Monti bleiben nur noch sieben Monate Zeit, um seine ambitiösen Ziele zu verwirklichen. Im kommenden Frühjahr werden Wahlen stattfinden. Dann wird der Notstandsministerpräsident wohl abtreten.
Sieben Monate, um die verkrusteten, verbürokratisierten und kriminalisierten Strukturen eines darbenden, lethargischen Landes zu sanieren? Monti weiss, dass dies nicht möglich ist. Doch er will endlich damit beginnen und die Richtung vorgeben. „Unser Programm soll auch künftigen Regierungen als Kompass dienen“, sagt er. Wenn er nur einige seiner Reformvorschläge noch verwirklichen könnte, wäre das schon ein Erfolg.
Alles für den Aufschwung
Italien muss einerseits sparen, anderseits muss es wachsen. Die Regierung rechnet für dieses Jahr mit einer Rezession von 2,5 Prozent oder leicht mehr. Monti hat versprochen, das letztjährige Haushaltsdefizit von 3,9 Prozent des Bruttoinlandprodukts in diesem Jahr auf 1,7 Prozent zu drücken.

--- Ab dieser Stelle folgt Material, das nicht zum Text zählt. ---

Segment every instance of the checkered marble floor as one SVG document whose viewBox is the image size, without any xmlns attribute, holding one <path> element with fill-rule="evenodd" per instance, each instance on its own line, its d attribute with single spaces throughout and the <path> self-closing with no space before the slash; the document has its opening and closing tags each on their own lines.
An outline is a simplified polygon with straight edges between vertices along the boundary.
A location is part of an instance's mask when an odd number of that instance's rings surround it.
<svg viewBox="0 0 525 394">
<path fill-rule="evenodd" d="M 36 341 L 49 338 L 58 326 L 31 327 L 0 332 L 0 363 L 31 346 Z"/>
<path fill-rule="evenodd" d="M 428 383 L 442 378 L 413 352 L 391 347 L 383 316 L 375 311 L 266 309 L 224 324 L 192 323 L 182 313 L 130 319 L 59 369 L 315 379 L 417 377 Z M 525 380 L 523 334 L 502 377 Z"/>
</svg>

„Ogni energia per il rilancio.“ Unter diesem Schlagwort stehen Montis Reformvorschläge. „Wir stecken alle Energie in den Aufschwung.“ So soll auch erreicht werden, dass die für nächstes Jahr geplante Erhöhung der Mehrwertsteuer von 21 auf 23 Prozent verhindert werden kann. Wirtschaftsprofessor Monti weiss, hohe Mehrwertsteuern bremsen den Konsum und den Aufschwung.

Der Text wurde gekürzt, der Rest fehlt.